When Greg Thompson was 21, a small-town kid with big-time ambitions, raised in Sumter, S.C., he and his brother Lewis got their hands on a truck and, with $600 borrowed from their mother, launched a bootstrapping cleaning and painting business.
They were young and optimistic, eager to believe in the improbable and committed to making it come true.
It was 1986.
Today, Thompson Industrial Services is one of the largest industrial cleaning and maintenance companies in South Carolina, with contracts across the country and overseas.
“It seemed like a crazy idea at the time,” Thompson says. “But we simply weren’t going to let it fail.”
It is called Quixote Club.
Named for Don Quixote, the iconic dreamer of literary fiction, the club is anchored by a freshly renovated 18-hole course that dates to the Golden Age, and a gracefully redesigned clubhouse, with plans for cabins and other refined appointments. It is meant to be a luxury retreat for recreation and relaxation for some 400 national and local members.
But it has a deeper purpose: supporting education.
The club provides funding for a newly established charter school that currently serves kindergartners and first-graders but will eventually extend through high school, providing free education to 2,000 students, many from families at or below the poverty level.
“To fully take advantage of the economic renaissance, we needed to have an education system that would support the jobs we were creating,” Thompson says. “The country club was going broke, and education was a real challenge in our community. Those two opportunities collided at the same time.”
The Thompsons acted on both at once.
Conceived by Greg in 2019, Liberty STEAM Charter School started holding classes this past fall, in a formerly dilapidated school building in south Sumter. Also in 2019, the Thompsons acquired what was then known as Sunset Country Club, which originally opened in 1922, and hired Kris Spence, of Spence Golf Designs, and Jack Nicklaus II to redesign it. (Nicklaus Design and GOLF.com are affiliates of 8AM Golf.)
Set on lilting terrain studded with ancient oaks, the reworked course stretches 6,800 yards through its stately surrounds, with ample landing areas and firm, bouncy conditions. It is complemented by an Art Deco clubhouse, on a property proximate to a private airport, with access to boating, fishing and a private hunting reserve.
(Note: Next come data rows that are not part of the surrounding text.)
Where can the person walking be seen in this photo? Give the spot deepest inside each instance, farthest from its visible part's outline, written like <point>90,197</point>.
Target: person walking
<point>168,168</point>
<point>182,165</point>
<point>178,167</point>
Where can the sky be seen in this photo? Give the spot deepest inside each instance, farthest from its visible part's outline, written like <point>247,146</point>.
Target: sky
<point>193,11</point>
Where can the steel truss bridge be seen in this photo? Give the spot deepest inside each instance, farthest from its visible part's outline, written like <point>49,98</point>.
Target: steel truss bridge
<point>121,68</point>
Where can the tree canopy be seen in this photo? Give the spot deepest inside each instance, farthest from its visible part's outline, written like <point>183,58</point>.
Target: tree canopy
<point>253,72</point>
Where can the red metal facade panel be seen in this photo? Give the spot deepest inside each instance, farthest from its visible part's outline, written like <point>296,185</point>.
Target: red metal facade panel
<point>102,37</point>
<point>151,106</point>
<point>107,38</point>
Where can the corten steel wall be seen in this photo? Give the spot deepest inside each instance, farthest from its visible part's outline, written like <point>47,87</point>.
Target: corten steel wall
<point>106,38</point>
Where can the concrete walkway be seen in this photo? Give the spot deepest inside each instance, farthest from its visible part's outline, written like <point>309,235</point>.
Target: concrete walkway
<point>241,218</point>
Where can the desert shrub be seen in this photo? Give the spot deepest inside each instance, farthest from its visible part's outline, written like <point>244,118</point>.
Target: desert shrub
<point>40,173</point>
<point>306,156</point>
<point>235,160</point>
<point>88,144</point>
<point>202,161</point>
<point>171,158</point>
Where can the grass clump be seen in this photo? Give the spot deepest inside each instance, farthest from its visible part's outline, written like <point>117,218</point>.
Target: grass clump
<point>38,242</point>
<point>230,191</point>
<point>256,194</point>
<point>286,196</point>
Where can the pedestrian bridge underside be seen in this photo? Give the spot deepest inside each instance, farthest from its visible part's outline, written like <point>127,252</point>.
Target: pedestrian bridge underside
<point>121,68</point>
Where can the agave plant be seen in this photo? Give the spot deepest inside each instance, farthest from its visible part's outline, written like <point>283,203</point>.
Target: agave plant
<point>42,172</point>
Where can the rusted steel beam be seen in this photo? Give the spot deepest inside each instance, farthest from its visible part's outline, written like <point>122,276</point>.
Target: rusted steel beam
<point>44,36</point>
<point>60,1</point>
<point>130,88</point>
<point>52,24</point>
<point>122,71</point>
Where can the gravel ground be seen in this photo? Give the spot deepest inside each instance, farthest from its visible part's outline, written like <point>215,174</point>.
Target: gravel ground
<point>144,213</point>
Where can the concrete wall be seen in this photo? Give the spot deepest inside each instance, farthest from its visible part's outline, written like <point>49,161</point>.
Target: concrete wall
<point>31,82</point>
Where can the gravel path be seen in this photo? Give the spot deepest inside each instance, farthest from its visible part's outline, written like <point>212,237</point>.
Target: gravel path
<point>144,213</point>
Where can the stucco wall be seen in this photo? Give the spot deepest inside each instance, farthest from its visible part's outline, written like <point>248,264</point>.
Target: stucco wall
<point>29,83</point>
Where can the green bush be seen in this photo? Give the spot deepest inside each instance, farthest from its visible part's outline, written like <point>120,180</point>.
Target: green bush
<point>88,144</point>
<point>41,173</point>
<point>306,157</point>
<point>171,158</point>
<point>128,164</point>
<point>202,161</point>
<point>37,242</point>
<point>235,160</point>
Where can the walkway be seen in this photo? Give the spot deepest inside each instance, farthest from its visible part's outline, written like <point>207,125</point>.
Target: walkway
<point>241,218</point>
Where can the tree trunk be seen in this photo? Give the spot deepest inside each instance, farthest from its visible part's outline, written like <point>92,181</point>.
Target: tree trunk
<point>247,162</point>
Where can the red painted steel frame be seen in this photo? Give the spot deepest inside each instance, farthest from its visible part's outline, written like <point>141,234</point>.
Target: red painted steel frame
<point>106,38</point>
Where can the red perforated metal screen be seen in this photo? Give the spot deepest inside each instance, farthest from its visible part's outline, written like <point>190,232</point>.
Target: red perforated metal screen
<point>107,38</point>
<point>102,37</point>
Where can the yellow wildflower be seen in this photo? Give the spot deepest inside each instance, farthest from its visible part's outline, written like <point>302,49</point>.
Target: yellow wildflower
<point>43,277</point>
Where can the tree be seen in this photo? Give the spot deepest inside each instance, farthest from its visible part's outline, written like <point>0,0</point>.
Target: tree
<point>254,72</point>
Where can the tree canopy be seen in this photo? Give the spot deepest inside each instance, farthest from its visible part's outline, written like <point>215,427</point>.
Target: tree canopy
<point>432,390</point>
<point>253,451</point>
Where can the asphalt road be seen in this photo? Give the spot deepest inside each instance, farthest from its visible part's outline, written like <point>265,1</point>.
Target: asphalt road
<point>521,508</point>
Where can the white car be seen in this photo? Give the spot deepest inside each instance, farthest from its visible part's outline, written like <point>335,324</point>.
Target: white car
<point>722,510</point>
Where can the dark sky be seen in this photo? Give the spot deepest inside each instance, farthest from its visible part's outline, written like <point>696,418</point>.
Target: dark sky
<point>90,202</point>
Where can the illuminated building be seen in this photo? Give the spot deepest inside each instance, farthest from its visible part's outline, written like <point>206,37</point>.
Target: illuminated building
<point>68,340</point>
The club’s charitable model is not the first of its kind. Thompson says it is patterned largely on East Lake Golf Club, in Atlanta, host of the Tour Championship and FedEx Cup finale, which has been a lynchpin in the economic revival of the community around it and which funds the first charter school in Atlanta, established in 2000.
You’ve got to dare to believe. Even if it makes no sense, you keep doing it until it does.
At Quixote Club, Thompson says he’s looking for a “50-50 split of national and local members.” Of the $18,500 initiation fee (a junior membership for people 35 and under is $7,500), $3,500 goes directly to the non-profit Quixote Foundation, which supports the charter school. Lockers can also be purchased, providing buyers with a nice amenity “and another great excuse to contribute,” Thompson says.
Last year, the club poured $1 million into improvements at Liberty charter’s building in south Sumter, and it has committed to fully funding the planned $6.5 million renovation of the entire campus. Next year, the school plans to increase enrollment, adding a second grade to its current kindergarten and first-grade classes. In 2023, a second campus will be completed, closer to the course, allowing for another enrollment increase. And so on, until the school has grown to serve K-12.
Thompson says his goal is to have the number-one ranked public-access school in South Carolina, supported by a Top 100 club. The way he sees it, whether that’s realistic is beside the point.
“The whole point of Quixote-ism is to tilt at windmills. You’ve got to dare to believe,” he says. “Even if it makes no sense, you keep doing it until it does.”